I answered all these questions in the presentation that @WojciechMazur linked to

If we wanted to discuss the reasons, are:

implicit search is expensive: every time an implicit of type X is requested compiler looks: to the current scope and companion object of every type that appears in the type X - e.g. for X=TypeClass[Foo[Bar, SomeObject.Baz]] compiler would look into objects TypeClass, Foo, Bar, SomeObject, SomeObject.Baz. Additionally, for blackbox macros/inline defs compiler needs only to analyze type signatures to determine whether implicit is a valid candidate, if macro is picked and then its failure fails implicit search. Whitebox macros/transparent inline defs need to be expanded (if no implicit with higher priority matches) and macro failure would make the implicit search continue testing various options (so it should be used as a fallback or you will always attempt to expand it, fail and then use some other implicit).
- “caching” the results of the derivation in some implicits by hand - semi-automatic derivation - means that matching solution can be found in the scope, before falling back on companion lookups and a lot of type tests would make it more expensive
- for that reason automatic derivation was discouraged for years
- however it can be made as cheap (*) as semi-automatic derivation if the derivation logic would only use implicits for overriding the defaults, and having the default implementations being handled by a single macro, that handles recursion in data with recursion in macro (also allowing for more optimal runtime performance)
- some non-hypothetical examples:
  - Jsoniter allows recursive semi-automatic derivation and it’s one the the factors that let it run rings Circe
  - Chimney generates recursive data-mapping transformation without visible compile-time nor runtime overhead
additionally when it comes to Magnolia:
- on Scala 2 was implemented with macros, it is very fast, for a while it boasted the fastest derivation (outside of implementing everything in macros yourself)
- on Scala 3 was implemented with Mirrors which (the way most people use them) are slower than Shapeless on Scala 2, but Magnolia adds its own overhead, so automatic derivation with Magnolia dived from the fastest to the slowest. For bigger derivations it can be painfully slow.
  - however as a redeeming quality, semiautomatic derivation with Magnolia can have better runtime performance, since Magnolia’s data structures “caches” intermediate results rather than inlining them - for large, nested case classes “naive” big inlines can results with methods that exceed the bytecode limit under which JVM considers code eligible for compilation - and always interprets which can be a few hundred times slower

(*) - if you are using the result once, if you need to use it multiple times, automatic derivation would derive multiple times, and even putting compilation times aside we cannot guarantee that it would result in the same behavior in every instance.
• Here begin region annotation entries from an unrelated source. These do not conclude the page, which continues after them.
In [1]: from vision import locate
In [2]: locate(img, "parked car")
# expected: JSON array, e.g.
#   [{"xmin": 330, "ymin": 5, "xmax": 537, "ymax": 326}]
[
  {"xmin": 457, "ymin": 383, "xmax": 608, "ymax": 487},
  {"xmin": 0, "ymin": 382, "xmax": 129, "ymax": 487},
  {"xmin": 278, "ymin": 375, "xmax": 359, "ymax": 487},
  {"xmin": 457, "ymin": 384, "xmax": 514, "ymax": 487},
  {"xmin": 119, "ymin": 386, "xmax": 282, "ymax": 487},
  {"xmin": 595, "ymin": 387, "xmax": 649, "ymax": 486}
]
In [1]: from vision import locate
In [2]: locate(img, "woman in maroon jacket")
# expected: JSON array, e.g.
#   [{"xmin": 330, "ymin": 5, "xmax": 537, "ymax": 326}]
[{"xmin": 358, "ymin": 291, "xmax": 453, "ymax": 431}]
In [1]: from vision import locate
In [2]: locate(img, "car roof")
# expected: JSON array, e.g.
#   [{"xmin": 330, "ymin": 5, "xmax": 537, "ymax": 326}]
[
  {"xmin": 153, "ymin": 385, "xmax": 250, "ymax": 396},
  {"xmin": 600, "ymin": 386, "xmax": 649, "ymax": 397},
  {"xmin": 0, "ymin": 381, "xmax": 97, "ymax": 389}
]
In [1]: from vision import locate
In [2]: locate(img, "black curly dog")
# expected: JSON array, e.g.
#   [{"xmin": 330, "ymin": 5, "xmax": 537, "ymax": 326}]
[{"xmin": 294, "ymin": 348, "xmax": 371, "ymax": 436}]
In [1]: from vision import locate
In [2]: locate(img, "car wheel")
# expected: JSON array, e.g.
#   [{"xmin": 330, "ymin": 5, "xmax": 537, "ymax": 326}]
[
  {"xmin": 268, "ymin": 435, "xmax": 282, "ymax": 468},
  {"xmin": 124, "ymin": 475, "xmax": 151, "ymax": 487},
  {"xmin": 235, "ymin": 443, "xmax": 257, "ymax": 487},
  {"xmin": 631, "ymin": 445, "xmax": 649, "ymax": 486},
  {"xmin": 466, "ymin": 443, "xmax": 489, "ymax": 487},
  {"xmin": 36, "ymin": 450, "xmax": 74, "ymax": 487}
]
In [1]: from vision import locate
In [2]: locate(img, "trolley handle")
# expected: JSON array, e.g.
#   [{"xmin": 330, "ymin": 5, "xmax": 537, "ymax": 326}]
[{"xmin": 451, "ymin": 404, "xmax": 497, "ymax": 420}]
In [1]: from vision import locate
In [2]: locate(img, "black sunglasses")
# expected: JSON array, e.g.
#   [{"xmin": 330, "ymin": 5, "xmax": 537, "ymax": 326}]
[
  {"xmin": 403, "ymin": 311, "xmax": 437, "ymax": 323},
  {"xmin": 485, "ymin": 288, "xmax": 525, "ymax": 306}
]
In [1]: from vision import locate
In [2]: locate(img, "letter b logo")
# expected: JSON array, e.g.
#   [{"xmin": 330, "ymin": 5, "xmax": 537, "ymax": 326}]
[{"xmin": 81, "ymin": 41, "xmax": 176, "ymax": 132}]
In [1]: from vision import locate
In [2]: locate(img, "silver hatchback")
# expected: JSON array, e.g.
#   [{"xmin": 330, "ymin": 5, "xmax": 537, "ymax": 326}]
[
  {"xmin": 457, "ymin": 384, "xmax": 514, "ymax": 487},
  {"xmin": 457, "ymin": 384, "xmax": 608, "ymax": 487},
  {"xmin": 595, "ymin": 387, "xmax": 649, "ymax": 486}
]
IMHO issues with automatic derivation are an artifact on reliance on Shapeless/Mirrors-based approach which, again IMHO, offers nice learning curve but PoC-at-best results:

error messages are impenetrable for newcomers
debugging requires basically manual binary search with adding/commenting out intermediate implicits
materializing every single intermediate result as a new instance, with additional allocation, obligatory instance for every primitive type and going through intermediate product representations (HList/Coproduct on Scala 2 + Shapeless, tuples on Scala 3).

If you handle everything recursively in a macro, well, it’s a pain for the maintainers, but users can finally have some good errors messages, quick compilation and decent runtime performance. And you can write automatic derivation that performs so well, that the only reason for using (recursive) semiauto is ensuring the the same behavior in multiple places.
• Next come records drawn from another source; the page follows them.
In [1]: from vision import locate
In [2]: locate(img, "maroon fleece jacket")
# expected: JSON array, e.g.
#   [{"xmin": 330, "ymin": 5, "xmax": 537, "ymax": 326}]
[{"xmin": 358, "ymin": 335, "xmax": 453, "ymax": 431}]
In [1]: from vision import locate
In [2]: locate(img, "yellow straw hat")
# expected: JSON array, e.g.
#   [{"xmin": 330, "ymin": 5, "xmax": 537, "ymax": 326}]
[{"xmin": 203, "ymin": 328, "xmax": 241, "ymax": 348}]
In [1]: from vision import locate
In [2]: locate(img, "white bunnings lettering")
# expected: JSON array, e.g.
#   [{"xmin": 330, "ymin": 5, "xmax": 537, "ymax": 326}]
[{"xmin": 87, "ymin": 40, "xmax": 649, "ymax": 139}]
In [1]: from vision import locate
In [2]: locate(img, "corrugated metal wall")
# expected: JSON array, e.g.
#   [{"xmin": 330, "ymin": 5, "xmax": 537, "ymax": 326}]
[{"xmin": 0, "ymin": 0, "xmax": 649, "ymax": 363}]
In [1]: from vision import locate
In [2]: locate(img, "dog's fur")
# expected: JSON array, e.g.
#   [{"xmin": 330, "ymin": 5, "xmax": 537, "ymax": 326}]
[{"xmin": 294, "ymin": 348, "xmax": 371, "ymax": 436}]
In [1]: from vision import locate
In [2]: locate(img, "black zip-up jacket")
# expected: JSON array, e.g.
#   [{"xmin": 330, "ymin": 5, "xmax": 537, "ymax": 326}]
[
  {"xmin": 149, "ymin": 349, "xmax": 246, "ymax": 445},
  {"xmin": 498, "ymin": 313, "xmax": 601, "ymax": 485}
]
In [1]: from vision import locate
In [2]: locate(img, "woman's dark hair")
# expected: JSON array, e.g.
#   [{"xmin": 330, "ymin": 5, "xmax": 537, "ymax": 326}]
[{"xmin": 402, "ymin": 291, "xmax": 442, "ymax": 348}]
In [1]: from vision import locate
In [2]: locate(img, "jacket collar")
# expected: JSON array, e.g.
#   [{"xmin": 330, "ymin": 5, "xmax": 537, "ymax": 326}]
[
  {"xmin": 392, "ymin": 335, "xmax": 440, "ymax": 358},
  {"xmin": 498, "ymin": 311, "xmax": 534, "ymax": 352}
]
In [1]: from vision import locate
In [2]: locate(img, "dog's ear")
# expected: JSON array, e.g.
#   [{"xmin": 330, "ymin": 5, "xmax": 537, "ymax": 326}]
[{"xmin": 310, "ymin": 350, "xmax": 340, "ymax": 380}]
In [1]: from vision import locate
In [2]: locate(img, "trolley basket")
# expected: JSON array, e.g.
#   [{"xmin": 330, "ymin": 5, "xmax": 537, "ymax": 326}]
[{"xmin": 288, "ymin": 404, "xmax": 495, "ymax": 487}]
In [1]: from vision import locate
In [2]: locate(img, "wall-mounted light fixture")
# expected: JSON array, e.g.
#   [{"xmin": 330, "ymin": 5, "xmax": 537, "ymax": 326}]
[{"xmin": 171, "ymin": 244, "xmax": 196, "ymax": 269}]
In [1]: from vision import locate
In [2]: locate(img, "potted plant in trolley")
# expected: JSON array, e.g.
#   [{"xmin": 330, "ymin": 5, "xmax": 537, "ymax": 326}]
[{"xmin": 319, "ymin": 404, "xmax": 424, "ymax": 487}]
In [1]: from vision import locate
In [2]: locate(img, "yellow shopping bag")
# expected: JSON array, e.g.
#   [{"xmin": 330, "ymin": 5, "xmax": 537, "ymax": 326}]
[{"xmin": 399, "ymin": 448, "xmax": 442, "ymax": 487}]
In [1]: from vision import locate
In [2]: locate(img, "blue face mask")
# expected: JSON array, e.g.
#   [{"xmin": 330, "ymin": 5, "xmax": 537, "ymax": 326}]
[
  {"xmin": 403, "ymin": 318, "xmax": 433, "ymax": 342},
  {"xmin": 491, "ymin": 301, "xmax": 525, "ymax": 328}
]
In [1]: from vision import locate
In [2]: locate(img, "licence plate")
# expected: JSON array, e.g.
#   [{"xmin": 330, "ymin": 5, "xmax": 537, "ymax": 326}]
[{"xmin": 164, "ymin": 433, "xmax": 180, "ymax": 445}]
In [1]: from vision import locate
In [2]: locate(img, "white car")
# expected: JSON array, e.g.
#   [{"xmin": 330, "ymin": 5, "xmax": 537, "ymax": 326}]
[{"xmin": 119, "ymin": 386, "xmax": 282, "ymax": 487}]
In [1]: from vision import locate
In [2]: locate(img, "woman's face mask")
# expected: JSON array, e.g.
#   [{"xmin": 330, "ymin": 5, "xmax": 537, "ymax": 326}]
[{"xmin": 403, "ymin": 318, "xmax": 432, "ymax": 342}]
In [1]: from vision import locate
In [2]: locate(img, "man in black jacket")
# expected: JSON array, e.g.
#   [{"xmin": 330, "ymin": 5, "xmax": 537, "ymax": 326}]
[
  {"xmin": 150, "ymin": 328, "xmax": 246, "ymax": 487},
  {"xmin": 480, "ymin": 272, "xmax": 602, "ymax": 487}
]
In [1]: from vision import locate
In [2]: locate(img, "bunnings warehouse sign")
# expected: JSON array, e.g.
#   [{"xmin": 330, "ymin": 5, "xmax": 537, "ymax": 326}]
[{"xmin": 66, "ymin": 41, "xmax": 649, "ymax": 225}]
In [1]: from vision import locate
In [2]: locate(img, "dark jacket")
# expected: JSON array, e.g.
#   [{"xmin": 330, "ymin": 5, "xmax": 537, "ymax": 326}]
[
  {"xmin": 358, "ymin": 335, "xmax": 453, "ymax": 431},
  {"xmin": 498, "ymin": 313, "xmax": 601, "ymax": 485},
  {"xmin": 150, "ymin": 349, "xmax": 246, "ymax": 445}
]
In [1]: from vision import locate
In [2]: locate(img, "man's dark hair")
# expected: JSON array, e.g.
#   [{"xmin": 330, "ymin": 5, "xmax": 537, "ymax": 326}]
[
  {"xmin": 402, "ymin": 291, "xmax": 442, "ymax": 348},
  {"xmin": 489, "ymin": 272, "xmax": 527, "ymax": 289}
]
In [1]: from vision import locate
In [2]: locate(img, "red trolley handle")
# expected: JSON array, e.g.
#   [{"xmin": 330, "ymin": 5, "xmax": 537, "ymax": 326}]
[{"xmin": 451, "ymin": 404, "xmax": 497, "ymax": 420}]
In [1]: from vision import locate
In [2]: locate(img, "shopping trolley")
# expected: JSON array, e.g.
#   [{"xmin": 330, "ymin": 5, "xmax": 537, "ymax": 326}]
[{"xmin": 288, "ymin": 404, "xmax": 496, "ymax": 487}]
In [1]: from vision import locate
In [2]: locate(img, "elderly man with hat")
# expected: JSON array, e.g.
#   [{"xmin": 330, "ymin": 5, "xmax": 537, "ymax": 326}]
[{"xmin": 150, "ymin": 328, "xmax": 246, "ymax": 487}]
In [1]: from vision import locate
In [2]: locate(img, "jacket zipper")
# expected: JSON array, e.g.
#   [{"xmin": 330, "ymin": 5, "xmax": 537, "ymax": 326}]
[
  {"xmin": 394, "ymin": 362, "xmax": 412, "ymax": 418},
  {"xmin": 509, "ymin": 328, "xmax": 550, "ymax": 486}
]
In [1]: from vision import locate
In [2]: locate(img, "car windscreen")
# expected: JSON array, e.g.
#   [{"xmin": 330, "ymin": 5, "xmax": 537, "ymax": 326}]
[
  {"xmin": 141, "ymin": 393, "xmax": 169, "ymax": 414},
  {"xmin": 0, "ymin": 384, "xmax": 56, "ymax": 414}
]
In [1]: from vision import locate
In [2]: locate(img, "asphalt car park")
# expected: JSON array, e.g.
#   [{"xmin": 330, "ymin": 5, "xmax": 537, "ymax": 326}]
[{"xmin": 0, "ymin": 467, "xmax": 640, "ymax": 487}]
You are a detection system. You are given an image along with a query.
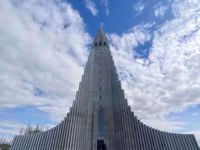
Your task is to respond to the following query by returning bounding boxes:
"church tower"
[11,27,200,150]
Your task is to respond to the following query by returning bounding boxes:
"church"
[11,28,200,150]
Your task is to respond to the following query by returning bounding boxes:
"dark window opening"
[98,107,104,140]
[97,140,106,150]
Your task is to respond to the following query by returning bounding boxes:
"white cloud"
[133,2,145,16]
[154,3,168,17]
[85,0,98,16]
[109,0,200,135]
[0,0,91,120]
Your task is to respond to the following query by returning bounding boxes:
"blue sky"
[0,0,200,144]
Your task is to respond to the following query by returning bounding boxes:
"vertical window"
[98,107,104,140]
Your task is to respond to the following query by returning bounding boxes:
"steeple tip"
[93,23,108,45]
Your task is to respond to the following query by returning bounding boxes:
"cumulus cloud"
[85,0,98,16]
[109,0,200,137]
[133,2,145,15]
[0,0,91,120]
[154,3,168,17]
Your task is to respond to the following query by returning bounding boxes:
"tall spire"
[93,24,108,46]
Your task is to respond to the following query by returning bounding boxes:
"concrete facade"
[11,28,200,150]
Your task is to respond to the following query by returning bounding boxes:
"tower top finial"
[93,22,108,45]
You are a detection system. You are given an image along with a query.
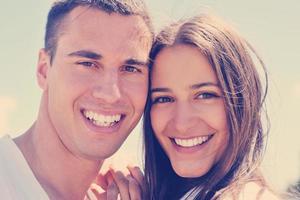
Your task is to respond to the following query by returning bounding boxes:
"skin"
[151,45,228,177]
[15,7,151,199]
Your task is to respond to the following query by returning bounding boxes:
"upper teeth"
[174,136,209,147]
[83,110,121,126]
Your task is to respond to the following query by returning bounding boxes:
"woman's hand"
[87,167,144,200]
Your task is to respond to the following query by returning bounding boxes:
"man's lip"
[80,109,126,134]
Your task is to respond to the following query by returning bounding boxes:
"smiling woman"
[144,14,277,200]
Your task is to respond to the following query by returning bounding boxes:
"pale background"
[0,0,300,194]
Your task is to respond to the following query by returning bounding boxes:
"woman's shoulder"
[221,182,280,200]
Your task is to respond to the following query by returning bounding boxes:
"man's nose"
[92,73,121,104]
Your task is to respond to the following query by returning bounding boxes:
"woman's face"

thereisnospoon · June 23, 2025, 5:41pm

Thank you @MateuszKubuszok, that’s quite comprehensive explanation. I think it will be invaluable for people that will face the same issues in future.

P.S. Regarding

I answered all these questions in the presentation that @WojciechMazur linked to

Yeah, I must admit that I didn’t watch it yet

Jasper-M · June 24, 2025, 9:03am

It could be interesting to also have a comparison against Scala 2 with the same code changes.